2.2.1. Clinical Measures

FE participants’ symptoms were rated on the 24-item Brief Psychiatric Rating Scale (BPRS; Lukoff et al., 1986), Scale for the Assessment of Positive Symptoms (SAPS; Andreasen, 1984), and Scale for the Assessment of Negative Symptoms (SANS; Andreasen, 1983). Ratings were combined into 3 factors of Reality Distortion, Disorganization and Poverty Symptoms (similar to Liddle, 1987) and previously associated with impaired cognitive control in schizophrenia (Barch et al., 2003a; Cohen et al., 1999; Yoon et al., 2008).
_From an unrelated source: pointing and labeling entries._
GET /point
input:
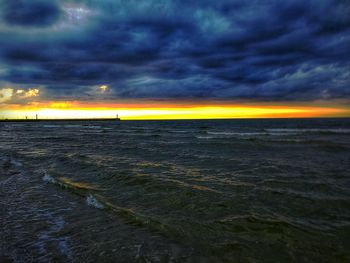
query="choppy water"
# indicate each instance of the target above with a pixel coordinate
(175, 191)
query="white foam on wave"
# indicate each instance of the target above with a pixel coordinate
(16, 163)
(48, 178)
(237, 133)
(92, 201)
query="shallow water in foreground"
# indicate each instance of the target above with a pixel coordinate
(175, 191)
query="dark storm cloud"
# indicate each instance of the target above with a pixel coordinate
(260, 50)
(30, 13)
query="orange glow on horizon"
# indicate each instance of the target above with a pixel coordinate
(166, 110)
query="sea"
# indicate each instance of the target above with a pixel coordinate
(245, 190)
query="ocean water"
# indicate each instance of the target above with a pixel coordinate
(175, 191)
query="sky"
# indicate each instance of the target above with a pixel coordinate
(149, 59)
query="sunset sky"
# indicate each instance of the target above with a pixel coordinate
(171, 59)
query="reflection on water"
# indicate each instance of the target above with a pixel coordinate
(176, 191)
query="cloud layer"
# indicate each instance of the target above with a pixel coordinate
(264, 50)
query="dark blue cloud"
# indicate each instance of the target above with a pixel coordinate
(258, 50)
(30, 13)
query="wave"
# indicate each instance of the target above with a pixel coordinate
(305, 130)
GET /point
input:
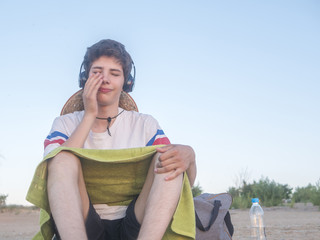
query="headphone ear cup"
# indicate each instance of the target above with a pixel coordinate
(128, 86)
(82, 79)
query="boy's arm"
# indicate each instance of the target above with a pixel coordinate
(179, 158)
(80, 134)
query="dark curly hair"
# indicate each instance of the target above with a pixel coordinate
(109, 48)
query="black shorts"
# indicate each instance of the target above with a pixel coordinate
(126, 228)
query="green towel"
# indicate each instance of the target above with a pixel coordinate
(113, 177)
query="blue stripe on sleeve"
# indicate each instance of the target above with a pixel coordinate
(57, 134)
(151, 141)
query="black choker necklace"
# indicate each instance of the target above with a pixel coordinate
(109, 120)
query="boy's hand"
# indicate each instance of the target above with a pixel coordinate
(176, 158)
(90, 94)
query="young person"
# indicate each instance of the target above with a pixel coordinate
(103, 125)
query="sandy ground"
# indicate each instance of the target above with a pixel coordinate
(301, 222)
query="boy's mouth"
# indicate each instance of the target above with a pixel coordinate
(104, 90)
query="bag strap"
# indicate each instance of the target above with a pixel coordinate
(227, 220)
(214, 215)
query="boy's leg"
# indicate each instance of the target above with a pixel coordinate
(68, 198)
(157, 203)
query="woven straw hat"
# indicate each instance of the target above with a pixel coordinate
(75, 103)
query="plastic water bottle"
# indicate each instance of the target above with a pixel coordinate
(257, 224)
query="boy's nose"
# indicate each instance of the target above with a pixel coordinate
(105, 78)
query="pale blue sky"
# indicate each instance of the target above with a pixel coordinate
(236, 80)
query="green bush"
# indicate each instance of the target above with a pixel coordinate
(310, 193)
(269, 192)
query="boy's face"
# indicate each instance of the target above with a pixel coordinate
(113, 79)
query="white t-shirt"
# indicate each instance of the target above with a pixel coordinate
(129, 130)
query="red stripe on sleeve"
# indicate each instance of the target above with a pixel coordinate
(161, 141)
(47, 142)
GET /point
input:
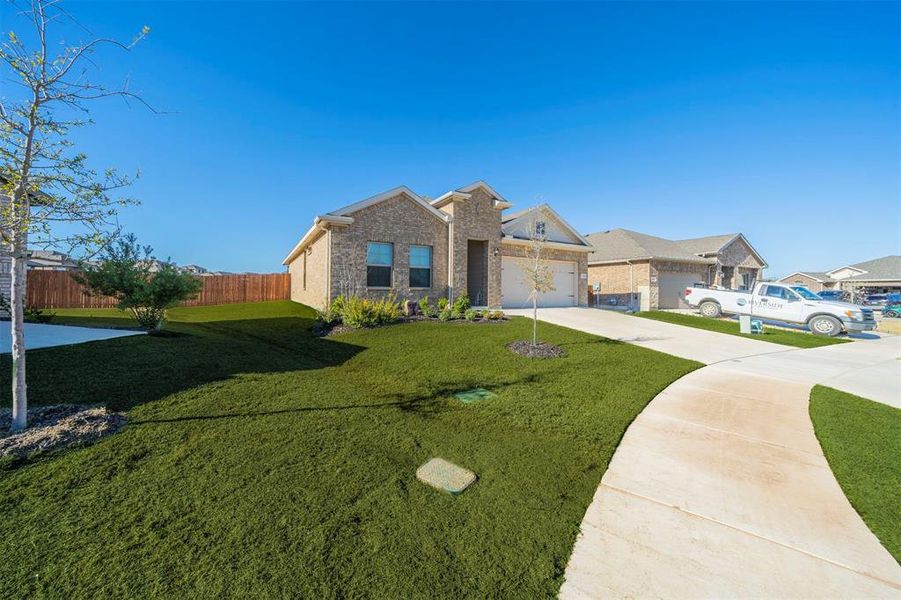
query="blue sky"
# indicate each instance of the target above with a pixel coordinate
(674, 119)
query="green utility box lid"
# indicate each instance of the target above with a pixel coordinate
(474, 395)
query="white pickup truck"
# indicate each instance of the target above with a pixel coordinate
(790, 304)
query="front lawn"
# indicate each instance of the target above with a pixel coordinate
(862, 442)
(798, 339)
(262, 462)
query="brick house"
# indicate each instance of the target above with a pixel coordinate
(880, 275)
(648, 272)
(461, 242)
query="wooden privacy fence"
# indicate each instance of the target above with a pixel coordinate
(57, 289)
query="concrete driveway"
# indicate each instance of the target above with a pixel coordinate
(719, 488)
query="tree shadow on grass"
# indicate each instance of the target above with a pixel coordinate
(427, 404)
(126, 372)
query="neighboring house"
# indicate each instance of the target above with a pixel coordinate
(632, 268)
(878, 276)
(50, 260)
(815, 281)
(459, 243)
(195, 269)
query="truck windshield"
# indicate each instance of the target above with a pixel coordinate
(805, 293)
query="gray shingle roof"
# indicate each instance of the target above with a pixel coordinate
(706, 245)
(885, 268)
(622, 244)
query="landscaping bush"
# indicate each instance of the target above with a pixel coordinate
(36, 315)
(386, 310)
(425, 308)
(334, 314)
(359, 312)
(125, 273)
(462, 304)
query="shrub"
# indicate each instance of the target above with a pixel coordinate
(125, 273)
(386, 310)
(334, 314)
(36, 315)
(462, 304)
(358, 312)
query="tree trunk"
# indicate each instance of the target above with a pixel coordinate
(17, 328)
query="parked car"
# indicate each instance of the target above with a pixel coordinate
(831, 295)
(892, 308)
(875, 300)
(790, 304)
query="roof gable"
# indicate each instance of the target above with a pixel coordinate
(622, 244)
(516, 225)
(348, 210)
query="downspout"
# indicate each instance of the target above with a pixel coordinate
(632, 284)
(328, 267)
(450, 259)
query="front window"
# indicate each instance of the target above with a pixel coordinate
(805, 293)
(420, 266)
(379, 260)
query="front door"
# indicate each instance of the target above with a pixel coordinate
(477, 272)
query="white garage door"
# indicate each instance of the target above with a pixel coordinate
(672, 288)
(515, 292)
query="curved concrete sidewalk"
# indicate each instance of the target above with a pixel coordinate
(720, 488)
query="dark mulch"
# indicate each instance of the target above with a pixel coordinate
(57, 426)
(540, 350)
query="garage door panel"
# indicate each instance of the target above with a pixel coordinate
(514, 289)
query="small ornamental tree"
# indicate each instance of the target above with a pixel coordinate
(537, 274)
(141, 284)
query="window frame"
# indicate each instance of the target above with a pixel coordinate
(430, 268)
(389, 266)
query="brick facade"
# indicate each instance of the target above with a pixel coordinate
(580, 258)
(333, 261)
(476, 219)
(401, 222)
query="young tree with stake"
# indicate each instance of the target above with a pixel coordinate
(537, 273)
(49, 197)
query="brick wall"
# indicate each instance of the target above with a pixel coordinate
(402, 222)
(309, 279)
(477, 219)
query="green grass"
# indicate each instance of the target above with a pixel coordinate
(260, 461)
(798, 339)
(862, 442)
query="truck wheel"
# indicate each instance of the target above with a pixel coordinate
(711, 309)
(825, 325)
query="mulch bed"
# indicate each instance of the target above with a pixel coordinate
(325, 330)
(57, 426)
(540, 350)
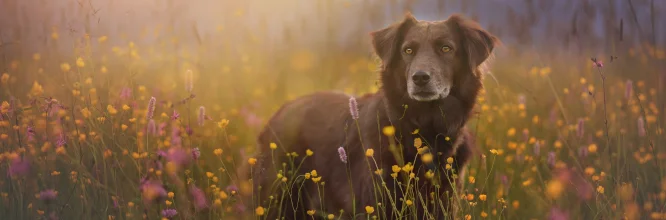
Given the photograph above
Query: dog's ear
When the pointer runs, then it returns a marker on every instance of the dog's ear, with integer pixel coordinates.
(386, 42)
(478, 44)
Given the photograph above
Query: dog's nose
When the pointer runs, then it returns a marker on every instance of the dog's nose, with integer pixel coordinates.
(421, 78)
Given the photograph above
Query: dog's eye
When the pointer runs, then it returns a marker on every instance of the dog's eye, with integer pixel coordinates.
(446, 49)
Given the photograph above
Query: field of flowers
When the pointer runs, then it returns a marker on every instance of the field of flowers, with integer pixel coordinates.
(126, 130)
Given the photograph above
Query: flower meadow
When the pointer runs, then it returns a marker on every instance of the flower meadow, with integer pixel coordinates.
(149, 126)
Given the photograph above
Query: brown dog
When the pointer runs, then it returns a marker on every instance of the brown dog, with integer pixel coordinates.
(430, 81)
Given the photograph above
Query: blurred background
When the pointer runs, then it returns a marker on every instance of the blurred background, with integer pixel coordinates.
(249, 57)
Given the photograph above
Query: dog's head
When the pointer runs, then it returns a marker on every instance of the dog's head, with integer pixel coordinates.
(426, 59)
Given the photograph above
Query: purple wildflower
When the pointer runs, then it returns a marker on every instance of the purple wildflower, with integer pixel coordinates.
(522, 99)
(353, 108)
(597, 63)
(161, 129)
(19, 167)
(189, 81)
(628, 89)
(189, 131)
(343, 154)
(580, 128)
(526, 135)
(582, 151)
(151, 108)
(553, 116)
(175, 115)
(125, 93)
(175, 136)
(62, 140)
(202, 116)
(196, 153)
(641, 127)
(47, 195)
(199, 197)
(30, 133)
(169, 213)
(150, 128)
(161, 153)
(551, 159)
(232, 189)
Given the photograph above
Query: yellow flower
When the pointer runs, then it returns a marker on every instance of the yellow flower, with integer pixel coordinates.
(407, 168)
(369, 209)
(554, 189)
(592, 148)
(4, 108)
(4, 78)
(111, 109)
(418, 142)
(388, 130)
(259, 211)
(85, 112)
(426, 158)
(223, 123)
(37, 89)
(369, 152)
(80, 63)
(65, 67)
(429, 174)
(378, 172)
(223, 195)
(218, 152)
(395, 168)
(511, 132)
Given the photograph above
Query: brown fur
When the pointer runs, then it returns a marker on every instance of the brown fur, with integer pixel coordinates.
(322, 122)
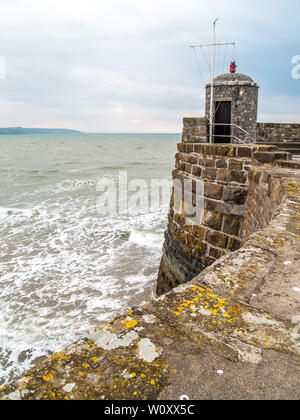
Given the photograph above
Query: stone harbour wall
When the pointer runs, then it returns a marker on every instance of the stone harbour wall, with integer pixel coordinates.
(232, 333)
(277, 133)
(240, 197)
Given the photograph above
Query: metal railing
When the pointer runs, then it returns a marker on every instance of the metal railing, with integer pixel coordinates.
(231, 136)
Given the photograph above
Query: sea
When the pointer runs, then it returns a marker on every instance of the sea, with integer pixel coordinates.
(66, 267)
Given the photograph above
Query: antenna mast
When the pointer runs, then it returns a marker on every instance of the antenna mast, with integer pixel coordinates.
(214, 44)
(212, 84)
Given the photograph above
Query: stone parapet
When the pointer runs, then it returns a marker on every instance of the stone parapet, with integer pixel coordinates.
(278, 133)
(240, 196)
(232, 333)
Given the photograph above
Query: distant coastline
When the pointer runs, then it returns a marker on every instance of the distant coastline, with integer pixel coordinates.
(22, 130)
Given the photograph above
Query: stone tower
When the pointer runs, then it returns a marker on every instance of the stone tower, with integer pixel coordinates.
(234, 108)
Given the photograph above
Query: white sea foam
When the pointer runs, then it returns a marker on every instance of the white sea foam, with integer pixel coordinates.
(64, 269)
(146, 238)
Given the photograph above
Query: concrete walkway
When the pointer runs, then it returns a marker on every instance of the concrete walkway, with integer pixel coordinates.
(232, 333)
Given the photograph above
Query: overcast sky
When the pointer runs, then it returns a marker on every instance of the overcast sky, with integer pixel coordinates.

CHR participants were rated on the Scale of Prodromal Symptoms (SOPS), embedded within SIPS. Similar to the approaches by Liddle (1987) and Klaassen and colleagues (2011), SOPS symptoms were combined into 3 factors comparable to those used for FE participants: 1) Reality Distortion: unusual thought content, suspiciousness, perceptual disturbances/hallucinations, and grandiosity; 2) Disorganization: disorganized communication, odd behavior and appearance, bizarre thinking, trouble with focus and attention, and personal hygiene; 3) Poverty Symptoms: social anhedonia/withdrawal, avolition, decreased expression of emotion, decreased experience of emotions and self, deterioration in role functioning, and decreased comprehension/abstraction.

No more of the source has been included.